Libtrace is a packet capture and analysis library that has been developed by the WAND Group at the University of Waikato. It is designed to provide a single consistent API for trace processing where finer details of the various packet capture formats and link types are dealt with internally, allowing researchers to focus on the information they are directly interested in. This abstraction means that analysis programs can be written and tested on captured trace files and subsequently run on a live network source without modification. Libtrace understands many common trace files and live capture formats, including those use to capture traces found in the CAIDA and WITS public trace archives. The library also comes bundled with a suite of simple tools that can perform a variety of common trace manipulation tasks.

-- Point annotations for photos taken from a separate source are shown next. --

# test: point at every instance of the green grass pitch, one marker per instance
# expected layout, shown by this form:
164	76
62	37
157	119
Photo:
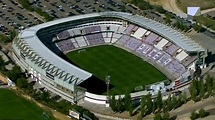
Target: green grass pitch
15	107
127	71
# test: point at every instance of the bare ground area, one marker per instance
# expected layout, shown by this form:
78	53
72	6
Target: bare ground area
204	4
169	5
56	114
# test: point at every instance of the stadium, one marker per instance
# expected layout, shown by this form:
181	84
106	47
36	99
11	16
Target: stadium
43	51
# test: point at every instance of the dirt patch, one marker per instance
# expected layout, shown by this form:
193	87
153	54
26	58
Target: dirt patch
56	114
204	4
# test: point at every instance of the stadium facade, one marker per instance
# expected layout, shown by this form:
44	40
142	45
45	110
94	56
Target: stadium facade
37	49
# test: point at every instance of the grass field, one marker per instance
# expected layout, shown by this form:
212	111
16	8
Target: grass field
126	70
204	4
14	107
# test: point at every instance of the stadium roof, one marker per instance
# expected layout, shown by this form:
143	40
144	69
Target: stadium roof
170	34
178	38
30	37
192	10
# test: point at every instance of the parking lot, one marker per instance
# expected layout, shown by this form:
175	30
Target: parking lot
14	16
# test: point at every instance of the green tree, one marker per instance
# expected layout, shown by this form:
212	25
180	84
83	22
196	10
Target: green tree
174	102
167	20
143	106
113	103
45	96
158	116
123	8
202	113
1	61
120	106
15	73
131	108
159	101
149	104
160	9
193	115
193	90
166	116
184	97
22	83
169	103
202	89
209	83
127	101
154	107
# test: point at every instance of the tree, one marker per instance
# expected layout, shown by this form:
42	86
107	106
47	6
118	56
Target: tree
193	115
159	100
127	101
166	116
209	83
202	113
45	96
158	116
184	97
22	83
167	20
193	90
143	106
120	106
123	8
174	102
169	103
202	89
154	107
160	9
131	108
15	73
113	103
1	62
149	104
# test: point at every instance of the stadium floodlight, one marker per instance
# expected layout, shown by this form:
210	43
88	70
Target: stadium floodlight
107	78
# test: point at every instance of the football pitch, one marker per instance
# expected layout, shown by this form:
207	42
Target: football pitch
126	70
14	107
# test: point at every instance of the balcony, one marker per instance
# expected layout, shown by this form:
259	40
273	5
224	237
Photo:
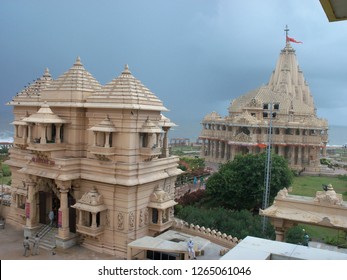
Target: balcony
90	231
47	147
150	153
103	151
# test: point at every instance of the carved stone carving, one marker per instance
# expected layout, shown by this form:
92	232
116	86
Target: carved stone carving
120	221
242	137
146	216
142	217
92	197
328	197
131	220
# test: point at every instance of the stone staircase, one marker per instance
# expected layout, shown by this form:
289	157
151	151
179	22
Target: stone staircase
47	237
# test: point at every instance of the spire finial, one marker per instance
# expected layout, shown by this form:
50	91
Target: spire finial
126	69
78	61
286	30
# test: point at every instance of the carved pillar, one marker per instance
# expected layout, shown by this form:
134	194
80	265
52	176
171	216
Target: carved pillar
63	214
107	140
94	138
279	234
165	152
160	217
57	133
217	149
94	221
25	132
208	147
43	139
300	156
292	155
30	126
30	207
16	130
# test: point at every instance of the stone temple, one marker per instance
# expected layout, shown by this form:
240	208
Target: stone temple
96	155
281	113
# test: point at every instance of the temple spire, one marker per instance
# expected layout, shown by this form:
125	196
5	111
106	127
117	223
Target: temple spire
286	30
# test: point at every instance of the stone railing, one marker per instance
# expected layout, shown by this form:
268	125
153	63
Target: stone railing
214	236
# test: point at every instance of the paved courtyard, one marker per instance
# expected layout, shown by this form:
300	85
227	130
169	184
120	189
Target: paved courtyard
11	248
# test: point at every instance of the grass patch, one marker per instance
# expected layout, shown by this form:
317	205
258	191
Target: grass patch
309	185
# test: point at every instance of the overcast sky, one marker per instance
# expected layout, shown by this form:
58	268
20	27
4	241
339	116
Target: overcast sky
195	55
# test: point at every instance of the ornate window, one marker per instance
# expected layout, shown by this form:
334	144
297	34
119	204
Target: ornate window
91	213
161	210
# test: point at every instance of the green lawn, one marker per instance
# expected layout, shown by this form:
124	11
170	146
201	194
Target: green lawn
308	186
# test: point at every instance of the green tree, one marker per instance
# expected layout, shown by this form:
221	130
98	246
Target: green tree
235	223
239	184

This tutorial is designed to showcase the capabilities of the libtrace library and provide attendees with the necessary knowledge so that they can take advantage of those capabilities to perform their own network analysis. This will include a discussion and demonstration of each of the built-in libtrace tools. The libtrace programming API will be described in detail by the library authors, demonstrating how network analysis tasks that are otherwise difficult or awkward to accomplish can be done easily using libtrace.
Attendees will leave the tutorial with a solid understanding of how to use libtrace to effectively perform passive network analysis using both the built–in tools and their own custom libtrace programs. They will also gain a better understanding of some of the difficulties involved in passive trace capture and analysis and how libtrace deals with these problems internally without the user needing to deal with them directly.
The following is a list of topics covered in the tutorial.
- Introduction to passive network measurement
- What is Libtrace, and why should I use it?
- Acquiring and installing Libtrace
- Libtrace basics: trace formats, filtering traffic
- Using the built-in tools effectively
- Simple Libtrace programming
- Guided Tour of the Libtrace API
- Case study: TCP object extraction using Libtrace
- More complicated Libtrace programming – with audience participation!
- Presenting BSOD: an aesthetically pleasing Libtrace program
This tutorial would be beneficial to anyone interested in measuring and analysing network behaviour using passive packet capture. All attendees will be able to benefit from learning the capabilities of the libtrace tools and how to use them optimally. People with programming experience in the C, C++ or Ruby programming languages will gain even more by observing detailed demonstrations that show how to develop libtrace-based network analysis tools.
All organisers are members of the WAND Group at the University of Waikato
Shane Alcock is one of the primary authors of libtrace and is also responsible for a variety of other software based on libtrace, including an implementation of the IPFIX flow measurement protocol and TCP object extractor. The latter project resulted in a paper being published at ATNAC 2007 entitled “Extracting Applications Objects from TCP Packet Traces”.
Perry Lorier is the chief author and designer of libtrace. Perry has worked on a number of libtrace based projects, most notably the BSOD network traffic visualization tool.
Jamie Curtis has taught several courses relating to network design, measurements and analysis at the University of Waikato. He also provided significant input during the design phases of the libtrace development process and frequently uses the libtrace tools to diagnose problems with the networks that he manages.